I walked quickly. I went to the forest because I hoped to find a Red-Breasted Nuthatch, a bird I have found there before, hopping along the trunks of the tall white pines. There was not a lot of bird activity so I was not lingering. It felt good just to move through the woods. I also went there to walk. I took time to stop, to look, to listen; but I also just wanted to feel my breath and warm myself with motion.

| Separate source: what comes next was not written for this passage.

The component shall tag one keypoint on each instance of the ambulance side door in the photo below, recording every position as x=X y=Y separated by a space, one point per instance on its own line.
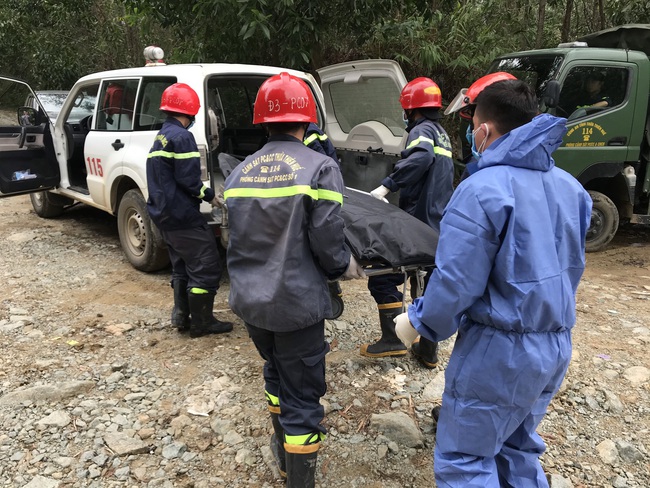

The ground was bare. Those gentle snowflakes were beautiful but they did not gather themselves. They broke apart, tucked under leaves, melted when they hit the slightly warmer ground. James Wright’s “Late November in a Field” begins: “Today I am walking alone in a bare place/And winter is here.” It felt like that, only it is February. It felt like winter was about to arrive, but it should be here by now.

We have gotten little snow. In a typical year I would not have gone to the town forest as I did yesterday. I would not have gotten to the parking area and I would not have tried to park, afraid of getting my car stuck. But the dirt road was like pavement. I did not need snowshoes or skis on the trails. I did not have to worry about ice. The temperature popped above freezing by the time I returned to my car. Late November weather.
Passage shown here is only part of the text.